My research focused on the changes in cloud street structure during a specific CAO event on April 4, 2022. Over a period of approximately two hours, I observed a transition from organized cloud streets to more isotropic cloud patterns. This transition was primarily driven by a decrease in wind speed, which reduced the turbulent kinetic energy necessary to maintain the linear structure of cloud streets. The Richardson number, a measure of the balance between buoyancy and wind shear, indicated that as wind speeds dropped below 11 m/s, the cloud streets began to dissipate, leading to an increase in cloud fraction and cloud top height.

The transition from cloud streets to isotropic clouds also resulted in significant changes in cloud properties. I found that isotropic clouds had a higher cloud fraction and cloud tops, which affected the cloud albedo and the longwave radiation emitted by the clouds. Specifically, the albedo decreased as cloud streets became more isotropic, meaning less solar radiation was reflected, and more was absorbed by the Earth's surface. Additionally, in situ measurements from the Polar 6 aircraft revealed that as the cloud structure became more isotropic, the number concentration of larger ice particles increased, suggesting deeper clouds with more potential for precipitation.

The changes in cloud structure during the CAO event had a measurable impact on the atmospheric radiation budget. The transition to isotropic clouds resulted in a decrease in the net longwave radiation emitted to space and a corresponding increase in the shortwave radiation absorbed by the surface. These findings underscore the importance of accurately modeling cloud processes in climate prediction models, particularly in the rapidly changing Arctic environment.
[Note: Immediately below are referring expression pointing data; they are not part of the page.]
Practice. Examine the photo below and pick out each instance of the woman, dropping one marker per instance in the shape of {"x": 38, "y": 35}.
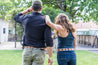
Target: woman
{"x": 66, "y": 39}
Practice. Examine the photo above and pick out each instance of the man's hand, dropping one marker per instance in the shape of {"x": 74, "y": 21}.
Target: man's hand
{"x": 47, "y": 19}
{"x": 50, "y": 61}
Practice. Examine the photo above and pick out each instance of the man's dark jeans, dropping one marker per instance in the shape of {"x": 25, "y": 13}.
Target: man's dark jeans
{"x": 66, "y": 58}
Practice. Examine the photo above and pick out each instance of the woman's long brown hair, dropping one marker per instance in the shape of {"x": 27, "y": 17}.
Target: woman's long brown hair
{"x": 63, "y": 20}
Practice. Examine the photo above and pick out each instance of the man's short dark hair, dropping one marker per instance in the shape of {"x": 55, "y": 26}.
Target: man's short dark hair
{"x": 37, "y": 5}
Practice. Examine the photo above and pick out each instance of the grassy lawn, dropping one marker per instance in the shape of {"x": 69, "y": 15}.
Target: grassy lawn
{"x": 14, "y": 57}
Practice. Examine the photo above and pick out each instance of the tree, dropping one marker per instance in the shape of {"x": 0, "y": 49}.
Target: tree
{"x": 78, "y": 9}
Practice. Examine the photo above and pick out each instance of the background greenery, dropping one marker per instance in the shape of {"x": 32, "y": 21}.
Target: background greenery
{"x": 14, "y": 57}
{"x": 84, "y": 10}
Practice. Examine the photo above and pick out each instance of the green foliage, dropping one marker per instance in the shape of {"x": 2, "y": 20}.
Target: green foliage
{"x": 52, "y": 12}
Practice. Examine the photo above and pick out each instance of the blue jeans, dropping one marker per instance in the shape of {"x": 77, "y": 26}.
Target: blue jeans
{"x": 66, "y": 57}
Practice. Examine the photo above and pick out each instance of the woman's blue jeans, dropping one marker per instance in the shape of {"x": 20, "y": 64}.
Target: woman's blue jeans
{"x": 66, "y": 57}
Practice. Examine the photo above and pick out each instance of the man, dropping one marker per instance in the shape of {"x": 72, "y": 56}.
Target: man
{"x": 37, "y": 35}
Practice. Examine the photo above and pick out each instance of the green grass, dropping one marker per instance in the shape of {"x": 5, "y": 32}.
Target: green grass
{"x": 14, "y": 57}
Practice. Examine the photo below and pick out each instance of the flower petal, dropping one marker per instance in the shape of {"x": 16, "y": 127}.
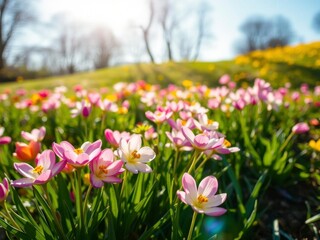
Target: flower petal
{"x": 217, "y": 211}
{"x": 134, "y": 143}
{"x": 189, "y": 186}
{"x": 25, "y": 170}
{"x": 188, "y": 134}
{"x": 147, "y": 154}
{"x": 131, "y": 167}
{"x": 112, "y": 179}
{"x": 96, "y": 182}
{"x": 57, "y": 168}
{"x": 208, "y": 186}
{"x": 182, "y": 196}
{"x": 141, "y": 167}
{"x": 216, "y": 200}
{"x": 23, "y": 182}
{"x": 92, "y": 147}
{"x": 114, "y": 167}
{"x": 44, "y": 177}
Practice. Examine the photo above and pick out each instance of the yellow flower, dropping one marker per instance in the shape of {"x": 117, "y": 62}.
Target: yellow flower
{"x": 315, "y": 144}
{"x": 187, "y": 83}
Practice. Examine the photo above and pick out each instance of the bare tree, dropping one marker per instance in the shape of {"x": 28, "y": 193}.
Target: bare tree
{"x": 202, "y": 27}
{"x": 256, "y": 30}
{"x": 70, "y": 44}
{"x": 146, "y": 30}
{"x": 281, "y": 33}
{"x": 168, "y": 22}
{"x": 14, "y": 15}
{"x": 262, "y": 33}
{"x": 103, "y": 46}
{"x": 316, "y": 22}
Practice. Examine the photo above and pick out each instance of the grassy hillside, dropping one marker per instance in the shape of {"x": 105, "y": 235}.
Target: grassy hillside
{"x": 297, "y": 64}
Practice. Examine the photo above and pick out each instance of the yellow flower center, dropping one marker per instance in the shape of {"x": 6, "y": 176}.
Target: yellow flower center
{"x": 134, "y": 155}
{"x": 202, "y": 199}
{"x": 315, "y": 144}
{"x": 78, "y": 150}
{"x": 38, "y": 169}
{"x": 226, "y": 143}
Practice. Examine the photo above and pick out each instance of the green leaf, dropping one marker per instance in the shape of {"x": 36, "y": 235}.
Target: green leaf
{"x": 21, "y": 208}
{"x": 157, "y": 226}
{"x": 255, "y": 193}
{"x": 12, "y": 230}
{"x": 313, "y": 219}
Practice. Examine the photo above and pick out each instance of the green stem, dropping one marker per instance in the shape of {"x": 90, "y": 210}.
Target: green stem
{"x": 102, "y": 121}
{"x": 175, "y": 163}
{"x": 195, "y": 159}
{"x": 9, "y": 215}
{"x": 202, "y": 163}
{"x": 123, "y": 182}
{"x": 192, "y": 225}
{"x": 79, "y": 200}
{"x": 85, "y": 204}
{"x": 56, "y": 221}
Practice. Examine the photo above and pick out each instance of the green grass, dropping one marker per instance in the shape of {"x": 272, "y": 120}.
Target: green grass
{"x": 277, "y": 66}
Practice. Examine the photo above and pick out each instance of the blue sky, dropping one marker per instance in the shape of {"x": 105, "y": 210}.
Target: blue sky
{"x": 227, "y": 16}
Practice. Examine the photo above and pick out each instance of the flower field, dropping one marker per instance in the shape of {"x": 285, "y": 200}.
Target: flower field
{"x": 141, "y": 161}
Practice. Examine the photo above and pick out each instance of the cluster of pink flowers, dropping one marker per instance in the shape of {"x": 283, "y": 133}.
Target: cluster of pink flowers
{"x": 103, "y": 164}
{"x": 225, "y": 97}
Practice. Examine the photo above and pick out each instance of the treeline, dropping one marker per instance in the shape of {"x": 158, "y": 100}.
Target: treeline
{"x": 173, "y": 31}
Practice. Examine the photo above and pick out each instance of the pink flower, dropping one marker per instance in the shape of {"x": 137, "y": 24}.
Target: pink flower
{"x": 77, "y": 157}
{"x": 4, "y": 189}
{"x": 202, "y": 199}
{"x": 113, "y": 137}
{"x": 105, "y": 169}
{"x": 36, "y": 135}
{"x": 158, "y": 116}
{"x": 150, "y": 134}
{"x": 27, "y": 152}
{"x": 300, "y": 128}
{"x": 94, "y": 98}
{"x": 46, "y": 168}
{"x": 223, "y": 149}
{"x": 83, "y": 108}
{"x": 224, "y": 79}
{"x": 134, "y": 156}
{"x": 179, "y": 141}
{"x": 204, "y": 123}
{"x": 5, "y": 139}
{"x": 201, "y": 141}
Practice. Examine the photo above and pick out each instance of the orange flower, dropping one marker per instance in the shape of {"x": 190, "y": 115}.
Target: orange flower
{"x": 27, "y": 152}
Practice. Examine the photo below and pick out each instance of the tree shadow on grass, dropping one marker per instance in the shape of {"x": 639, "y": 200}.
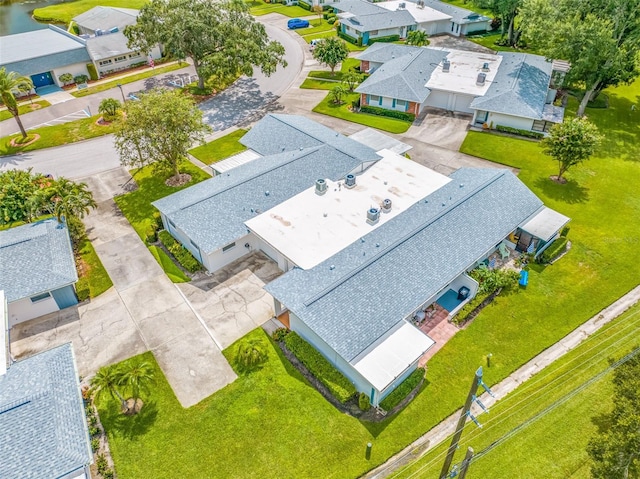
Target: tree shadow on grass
{"x": 129, "y": 427}
{"x": 571, "y": 192}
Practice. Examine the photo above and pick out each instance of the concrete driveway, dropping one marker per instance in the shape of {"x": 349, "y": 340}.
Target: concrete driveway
{"x": 231, "y": 301}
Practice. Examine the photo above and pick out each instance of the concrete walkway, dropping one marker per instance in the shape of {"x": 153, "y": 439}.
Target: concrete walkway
{"x": 447, "y": 427}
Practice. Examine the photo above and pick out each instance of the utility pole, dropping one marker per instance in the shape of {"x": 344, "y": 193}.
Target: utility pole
{"x": 466, "y": 411}
{"x": 465, "y": 464}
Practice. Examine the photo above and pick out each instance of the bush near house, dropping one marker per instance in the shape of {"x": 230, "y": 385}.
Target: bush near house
{"x": 402, "y": 391}
{"x": 400, "y": 115}
{"x": 557, "y": 247}
{"x": 322, "y": 369}
{"x": 179, "y": 252}
{"x": 518, "y": 131}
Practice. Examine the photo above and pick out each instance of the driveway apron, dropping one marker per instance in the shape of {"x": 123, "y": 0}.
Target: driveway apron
{"x": 192, "y": 363}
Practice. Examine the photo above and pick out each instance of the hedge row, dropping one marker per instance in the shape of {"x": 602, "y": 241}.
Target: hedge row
{"x": 518, "y": 131}
{"x": 557, "y": 247}
{"x": 179, "y": 252}
{"x": 402, "y": 391}
{"x": 322, "y": 369}
{"x": 400, "y": 115}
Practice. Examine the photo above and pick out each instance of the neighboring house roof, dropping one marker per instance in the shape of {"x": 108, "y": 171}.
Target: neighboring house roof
{"x": 405, "y": 77}
{"x": 212, "y": 213}
{"x": 43, "y": 431}
{"x": 105, "y": 18}
{"x": 108, "y": 46}
{"x": 458, "y": 15}
{"x": 42, "y": 50}
{"x": 520, "y": 86}
{"x": 356, "y": 297}
{"x": 35, "y": 258}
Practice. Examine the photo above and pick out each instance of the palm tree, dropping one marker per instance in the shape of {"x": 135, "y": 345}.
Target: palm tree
{"x": 419, "y": 38}
{"x": 138, "y": 376}
{"x": 68, "y": 198}
{"x": 106, "y": 381}
{"x": 10, "y": 85}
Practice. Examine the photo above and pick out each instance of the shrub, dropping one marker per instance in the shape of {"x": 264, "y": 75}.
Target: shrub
{"x": 557, "y": 247}
{"x": 518, "y": 131}
{"x": 179, "y": 252}
{"x": 363, "y": 402}
{"x": 403, "y": 390}
{"x": 387, "y": 39}
{"x": 320, "y": 367}
{"x": 279, "y": 334}
{"x": 400, "y": 115}
{"x": 93, "y": 73}
{"x": 80, "y": 78}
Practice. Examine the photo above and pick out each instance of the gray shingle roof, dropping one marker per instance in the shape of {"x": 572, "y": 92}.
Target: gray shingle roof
{"x": 106, "y": 18}
{"x": 405, "y": 77}
{"x": 107, "y": 46}
{"x": 41, "y": 51}
{"x": 458, "y": 15}
{"x": 519, "y": 88}
{"x": 43, "y": 433}
{"x": 377, "y": 282}
{"x": 212, "y": 213}
{"x": 35, "y": 258}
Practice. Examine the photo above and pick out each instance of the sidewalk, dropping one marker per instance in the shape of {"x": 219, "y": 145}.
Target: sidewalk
{"x": 447, "y": 427}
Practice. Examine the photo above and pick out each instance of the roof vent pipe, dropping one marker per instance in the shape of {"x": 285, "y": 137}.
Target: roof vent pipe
{"x": 373, "y": 215}
{"x": 350, "y": 181}
{"x": 321, "y": 187}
My research demonstrates that the evolution of cloud streets during Arctic cold air outbreaks significantly influences both cloud microphysical and macrophysical properties and the atmospheric radiation budget. These findings contribute to a better understanding of Arctic amplification and highlight the need for improved climate models to predict the future impacts of these processes on global climate systems.